Those Magnificent Recruiters With Their Recruitment Technology

Those Magnificent Recruiters With Their Recruitment Technology

Is recruitment more a science than an art?

This was the question posed by last month’s ‘Recruitment Technology Showcase’ http://ukrecruiter.co.uk/community/recruiters-network/, an event organised twice a year by Louise Triance, “the most connected woman in the UK recruitment market” who founded and runs UK Recruiter.  

The keynote speaker was Rob Symes, founder & CEO of The Outside View http://www.theoutsideview.co.uk/Symes set up his company with one clear aim: to connect Business with Science by means of predictive analytics. The company provides a software platform that uses machine learning to predict the future for businesses.

 

An avid devotee of data, he described how it has passed through 3 phases: Collection – Understanding – Prediction. “Data is the new oil”, oil that, in his vision of the future, is yet to be adequately mined. Organisations are in possession of vast amounts of data but need a new set of tools to be able to use it effectively. The Outside View is already working with other sectors and sales workforces but Symes believes that the recruitment sector has everything to gain from using such a system.

 

Why? Recruiters are, in his view, sales people and therefore the same processes can be applied. Unstructured data such as emails, phone calls and online activity can be analysed so that the work of recruiters can be refined and achieve ultimate perfection. Prediction is the way forward and will raise the recruitment bar; it will lead to a future in which it will not be good enough for organisations to be world-class – they will have to be world-changing.

 

Symes has based his company’s approach on 2 years’ research that he carried out, visiting and interviewing key thinkers in the field; he stated that he has read every book on recruitment. (An interesting statement for me to hear; when I published a 30-page report in 2011 about recruitment websites, someone told me that “no recruiter ever reads more than a one-page A4 document.”)

 

I wondered if Symes had read a recent article by Tom Starner in Human Resource Executive entitled ‘The Recruiting Game’ (print version link http://www.humanresourceexecutive-digital.com/humanresourceexecutive/may_2014#pg25online article link)http://www.hreonline.com/HRE/view/story.jhtml?id=534357046&ss=The+Recruiting+Game

 

Starner describes how HR and recruiting professionals are in constant pursuit of the definitive mechanism for tracking down and predicting the ideal candidates for the jobs on offer. He outlines a range of games and testing methods all claiming to provide such a mechanism; an important element of these data-centric approaches is clearly the prediction factor.
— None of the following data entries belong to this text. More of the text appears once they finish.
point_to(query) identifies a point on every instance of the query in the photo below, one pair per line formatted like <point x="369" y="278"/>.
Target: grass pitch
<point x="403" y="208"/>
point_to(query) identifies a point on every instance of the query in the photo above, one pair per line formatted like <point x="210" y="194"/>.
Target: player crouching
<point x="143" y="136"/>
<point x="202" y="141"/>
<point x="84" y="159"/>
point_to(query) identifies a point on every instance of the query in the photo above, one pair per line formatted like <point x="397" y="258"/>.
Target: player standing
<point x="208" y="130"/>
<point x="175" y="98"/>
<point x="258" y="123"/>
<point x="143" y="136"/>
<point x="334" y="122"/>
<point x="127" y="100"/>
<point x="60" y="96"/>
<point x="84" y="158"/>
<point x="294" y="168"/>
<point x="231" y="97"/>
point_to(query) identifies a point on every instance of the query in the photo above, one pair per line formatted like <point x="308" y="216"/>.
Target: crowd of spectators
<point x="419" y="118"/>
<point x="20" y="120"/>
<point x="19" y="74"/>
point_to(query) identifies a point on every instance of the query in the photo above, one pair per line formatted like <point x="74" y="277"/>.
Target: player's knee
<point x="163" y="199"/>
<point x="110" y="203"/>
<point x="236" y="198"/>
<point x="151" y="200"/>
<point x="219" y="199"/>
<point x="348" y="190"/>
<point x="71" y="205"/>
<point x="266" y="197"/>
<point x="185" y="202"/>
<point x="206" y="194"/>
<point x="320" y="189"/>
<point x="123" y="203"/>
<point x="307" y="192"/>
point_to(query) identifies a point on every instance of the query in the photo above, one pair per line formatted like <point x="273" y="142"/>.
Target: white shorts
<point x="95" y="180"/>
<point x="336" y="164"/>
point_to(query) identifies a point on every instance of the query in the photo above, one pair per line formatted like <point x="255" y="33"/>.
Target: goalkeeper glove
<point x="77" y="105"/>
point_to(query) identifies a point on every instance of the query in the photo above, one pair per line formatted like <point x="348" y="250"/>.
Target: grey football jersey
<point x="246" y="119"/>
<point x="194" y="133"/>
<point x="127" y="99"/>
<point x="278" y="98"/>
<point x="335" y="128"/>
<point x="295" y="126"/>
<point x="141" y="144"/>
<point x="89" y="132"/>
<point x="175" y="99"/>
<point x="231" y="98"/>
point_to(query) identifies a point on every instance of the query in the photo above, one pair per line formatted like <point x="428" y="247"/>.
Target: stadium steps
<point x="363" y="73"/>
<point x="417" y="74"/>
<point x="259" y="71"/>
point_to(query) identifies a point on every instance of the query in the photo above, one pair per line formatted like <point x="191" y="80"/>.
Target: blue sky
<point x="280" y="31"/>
Starner quotes John Sumser, editor-in-chief of the HRExaminer online magazine and a noted HR tech guru, who in turn predicts that data will have a huge impact upon talent acquisition and recruiting – but that only a minority of the current experiments will produce the desired effect. Time will tell if The Outside View will stay the course; if Symes’ enthusiasm and self-belief are anything to go by, he may have just struck lucky with his formula for success.

Following on from the keynote speech, each of the 20 exhibiting companies were given two minutes to make an elevator pitch. This was the opportunity to discover the range of products currently on offer; details of the companies are available on the booking page http://www.eventbrite.co.uk/e/recruitment-technology-supplier-showcase-event-5th-june-2014-registration-10254554649Talking to delegates at lunch time, it is clear that this really is a working event: recruiters come here to get the latest up-to-date information and exhibitors find this event more than worth their while. Technology is clearly an indispensable tool for the recruitment industry and one that comes under multiple guises. Some exhibiting companies have been around for years, others are fairly new; while there was some overlap of services on offer, each company has their own distinctive style. Two Irish companies were present (Arithon & Intalex): encouraging hearing from them that the employment situation in Ireland has made noticeable improvements over the past year. Also attending as delegates rather than exhibitors were staff from Combi-Nations, an international Recruitment Agency specialising in assignments for employees for companies in Africa.

 

Perhaps worth noting for the sake of equality: of the 20 presentations, just 6 were given by women. Nevertheless I think it is fair to say that the two most memorable presentations were given by women: Wendy McDougall, CEO of Firefish, and Sonja McGinn, Customer Relationship Manager for the Irish company Intalex. If you ever need to hire roof raisers, I recommend this feisty duo (although you might need to equip yourself with ear-plugs beforehand). Whatever about the science of recruitment, it certainly requires an understanding of the art of communication and the elevator pitches were a fine example of this.

 

A similar event takes place in October. If you want to become an expert in the dark arts of recruitment technology, this is the event to go to.